Note: Moves within a family gain a few % points of performance, but moves between groups provide much larger performance jumps


Populating memory:


  • Largest dims have price premiums

  • Fill all memory paths on any bank for up to a 30% performance gain

  • Denser is cheaper (and leaves slots for future expansion)


Hard drives:


Spindle count + spindle speed = performance. Hard drives used to always be the bottleneck. That is not so much true with SSDs, but keep in mind that SSD's main advantages are for reads (up to 30 times faster than spinning disks). Also, WI, write intensive, SSDs are several times faster than RI, read intensive, because they write once vs multiple times to every memory space.

With table oriented databases, it is almost always a good idea to add a bootable RAID 1, so your customer can separate boot and log files from the database tables, which can give them up to 30% better database performance.


80/20 rule – Only fill hard drives up to 80% full. Calculate by starting with 120% of the space requirement, then adding parity drives to get to total drives required.


If you need 20TB figure 24TB total (120% of 20TB), then add parity drive/s:

  • RAID 5 – allow 1 drive for parity

  • RAID 6 – allow 2 drives for parity

  • RAID 1 or 10 – allow half the drives for parity (mirrored)

Also, try to cover data growth – 50% is average data growth every two years


Note: When counting on parity to keep your server up and running, keep in mind large NLSAS drives take a loooong time to rebuild.


One of the first things I do, even on a small server, is add a hardware-based RAID card.

  • Keeps hard drive failures from taking a server down

  • Keeps data from corrupting (and data corruption is a definite, although mostly hidden, factor in server downtime)

  • Essentially RAID doubles the speed of data flows

Note: Some operating systems handle all the RAID work and just want you to “get that hardware RAID card out of the way”. HBAs are your proper answer there.


Always make mechanical parts redundant, because those are the moving parts are the cause of 90% of physical server breakdowns:

  • 60% are from hard drives (if spinning disks)

  • 20% are from power supplies

  • 10% are from fans

  • 10% are from everything else

Note: VMs multiply risk, so any server running VMs should always be completely redundant.

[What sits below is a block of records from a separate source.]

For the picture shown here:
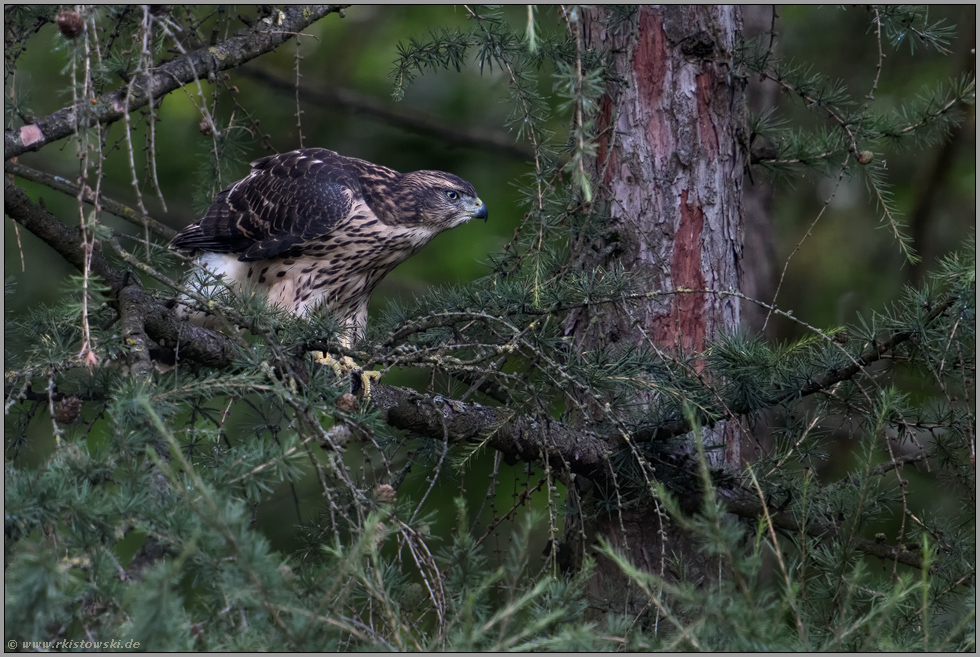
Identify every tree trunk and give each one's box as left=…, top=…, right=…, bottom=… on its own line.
left=565, top=5, right=746, bottom=613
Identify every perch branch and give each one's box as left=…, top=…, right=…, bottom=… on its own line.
left=7, top=174, right=956, bottom=477
left=8, top=177, right=956, bottom=571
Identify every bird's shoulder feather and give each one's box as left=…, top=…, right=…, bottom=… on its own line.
left=171, top=148, right=397, bottom=262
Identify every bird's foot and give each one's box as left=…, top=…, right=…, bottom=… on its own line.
left=314, top=352, right=381, bottom=398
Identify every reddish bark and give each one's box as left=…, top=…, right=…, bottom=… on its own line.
left=665, top=189, right=708, bottom=354
left=567, top=5, right=747, bottom=609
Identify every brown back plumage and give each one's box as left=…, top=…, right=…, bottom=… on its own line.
left=170, top=148, right=484, bottom=261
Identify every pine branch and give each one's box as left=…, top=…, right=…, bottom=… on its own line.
left=3, top=179, right=240, bottom=368
left=4, top=5, right=347, bottom=160
left=8, top=172, right=954, bottom=476
left=242, top=66, right=534, bottom=161
left=637, top=294, right=958, bottom=443
left=798, top=297, right=957, bottom=396
left=4, top=180, right=959, bottom=483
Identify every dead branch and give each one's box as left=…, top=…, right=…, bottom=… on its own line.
left=4, top=160, right=177, bottom=241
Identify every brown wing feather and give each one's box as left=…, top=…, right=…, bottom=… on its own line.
left=170, top=148, right=397, bottom=262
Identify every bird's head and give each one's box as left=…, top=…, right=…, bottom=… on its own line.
left=396, top=170, right=488, bottom=231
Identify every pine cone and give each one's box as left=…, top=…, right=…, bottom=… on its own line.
left=55, top=11, right=86, bottom=39
left=53, top=396, right=82, bottom=424
left=335, top=393, right=357, bottom=412
left=373, top=484, right=396, bottom=505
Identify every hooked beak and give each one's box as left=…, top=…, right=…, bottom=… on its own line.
left=471, top=198, right=488, bottom=221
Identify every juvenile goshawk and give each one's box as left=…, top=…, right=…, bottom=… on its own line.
left=170, top=148, right=488, bottom=345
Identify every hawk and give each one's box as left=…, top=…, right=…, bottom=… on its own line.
left=170, top=147, right=488, bottom=346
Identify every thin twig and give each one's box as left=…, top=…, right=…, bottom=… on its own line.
left=868, top=6, right=884, bottom=101
left=294, top=37, right=305, bottom=148
left=763, top=153, right=850, bottom=332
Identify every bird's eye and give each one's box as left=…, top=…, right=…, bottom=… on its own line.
left=446, top=190, right=460, bottom=201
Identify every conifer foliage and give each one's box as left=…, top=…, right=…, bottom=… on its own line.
left=4, top=5, right=975, bottom=651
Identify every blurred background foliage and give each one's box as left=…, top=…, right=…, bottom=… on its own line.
left=768, top=5, right=974, bottom=329
left=4, top=3, right=975, bottom=579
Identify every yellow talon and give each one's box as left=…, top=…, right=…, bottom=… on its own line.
left=314, top=352, right=352, bottom=377
left=360, top=368, right=382, bottom=398
left=313, top=351, right=381, bottom=398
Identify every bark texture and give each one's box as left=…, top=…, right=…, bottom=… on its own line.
left=571, top=6, right=743, bottom=365
left=567, top=5, right=747, bottom=610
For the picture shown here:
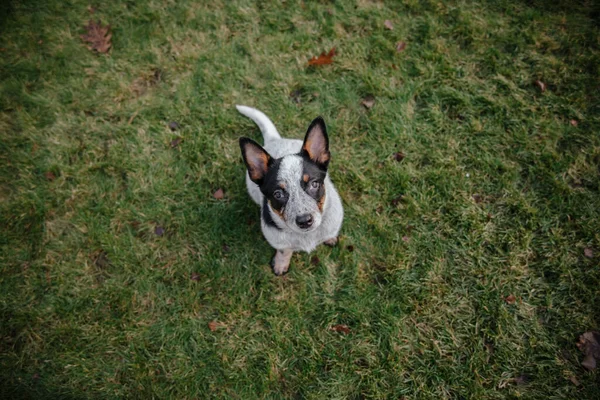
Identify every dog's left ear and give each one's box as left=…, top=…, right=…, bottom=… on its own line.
left=301, top=117, right=330, bottom=170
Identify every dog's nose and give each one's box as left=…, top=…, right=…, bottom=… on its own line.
left=296, top=214, right=314, bottom=229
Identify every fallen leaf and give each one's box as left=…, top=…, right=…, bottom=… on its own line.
left=208, top=321, right=218, bottom=332
left=191, top=273, right=200, bottom=281
left=81, top=20, right=112, bottom=54
left=396, top=41, right=407, bottom=52
left=154, top=225, right=164, bottom=236
left=534, top=80, right=546, bottom=92
left=170, top=137, right=182, bottom=148
left=402, top=236, right=410, bottom=242
left=213, top=188, right=224, bottom=199
left=584, top=248, right=593, bottom=258
left=472, top=194, right=483, bottom=203
left=384, top=20, right=394, bottom=30
left=346, top=245, right=354, bottom=252
left=308, top=47, right=336, bottom=66
left=311, top=255, right=320, bottom=266
left=393, top=152, right=405, bottom=162
left=569, top=376, right=580, bottom=386
left=44, top=171, right=56, bottom=181
left=331, top=324, right=351, bottom=334
left=92, top=250, right=110, bottom=270
left=168, top=121, right=179, bottom=131
left=577, top=331, right=600, bottom=370
left=361, top=95, right=375, bottom=109
left=570, top=119, right=578, bottom=127
left=504, top=294, right=516, bottom=304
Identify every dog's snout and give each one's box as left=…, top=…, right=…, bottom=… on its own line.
left=296, top=214, right=314, bottom=229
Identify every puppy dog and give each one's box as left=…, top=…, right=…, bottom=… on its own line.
left=237, top=106, right=344, bottom=275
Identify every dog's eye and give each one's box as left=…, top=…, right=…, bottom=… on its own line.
left=273, top=190, right=284, bottom=200
left=310, top=181, right=320, bottom=189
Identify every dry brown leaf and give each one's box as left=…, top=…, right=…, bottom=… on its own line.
left=190, top=273, right=200, bottom=281
left=81, top=20, right=112, bottom=54
left=311, top=255, right=320, bottom=266
left=213, top=188, right=224, bottom=199
left=504, top=294, right=516, bottom=304
left=577, top=331, right=600, bottom=370
left=384, top=20, right=394, bottom=30
left=569, top=376, right=580, bottom=386
left=361, top=95, right=375, bottom=109
left=584, top=248, right=593, bottom=258
left=396, top=41, right=407, bottom=52
left=44, top=171, right=56, bottom=181
left=570, top=119, right=578, bottom=127
left=393, top=152, right=405, bottom=162
left=331, top=324, right=351, bottom=334
left=534, top=80, right=546, bottom=92
left=208, top=321, right=218, bottom=332
left=170, top=137, right=182, bottom=148
left=308, top=47, right=336, bottom=66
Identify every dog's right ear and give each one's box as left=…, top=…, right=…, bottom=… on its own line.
left=239, top=137, right=272, bottom=185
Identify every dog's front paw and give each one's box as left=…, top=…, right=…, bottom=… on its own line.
left=324, top=237, right=338, bottom=247
left=270, top=249, right=293, bottom=276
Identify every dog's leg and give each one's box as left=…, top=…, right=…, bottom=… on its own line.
left=270, top=249, right=293, bottom=276
left=323, top=237, right=338, bottom=247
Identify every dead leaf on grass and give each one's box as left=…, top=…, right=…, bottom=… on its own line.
left=504, top=294, right=516, bottom=304
left=577, top=331, right=600, bottom=370
left=310, top=255, right=320, bottom=266
left=213, top=188, right=224, bottom=199
left=395, top=41, right=407, bottom=52
left=44, top=171, right=56, bottom=181
left=190, top=273, right=200, bottom=281
left=168, top=121, right=179, bottom=131
left=308, top=47, right=336, bottom=66
left=92, top=249, right=111, bottom=269
left=330, top=324, right=351, bottom=334
left=570, top=119, right=578, bottom=127
left=534, top=80, right=546, bottom=92
left=384, top=20, right=394, bottom=30
left=569, top=376, right=580, bottom=386
left=170, top=137, right=182, bottom=148
left=393, top=152, right=405, bottom=162
left=81, top=20, right=112, bottom=54
left=208, top=321, right=218, bottom=332
left=584, top=248, right=593, bottom=258
left=361, top=95, right=375, bottom=109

Miscellaneous, but very important for more highly engineered servers, like the ones Dell manufactures:

  • Dell servers have three brains that must stay synced to keep their servers running smoothly; BIOS, iDrac and Lifecycle Controller.

  • Four out of five support issues (in large environments) can be traced back to firmware updates not being properly applied.

  • Dell server updates can be automated with OME, Open Manage Essentials. It is one of Dell’s hidden gems (and it is free!).

  • For Dell servers, basic support funnels you into a separate 9 to 5 queue manned by script readers. Time lost in basic troubleshooting can degrade customer experience and increase TCO and in any kind of mission critical environment, it creates unnecessary risks for downtime.

Note: In large companies, coordinating and standardizing or templating purchases (vs letting each department handle their own needs) is just one of the difference makers that can produce significant savings in the long run.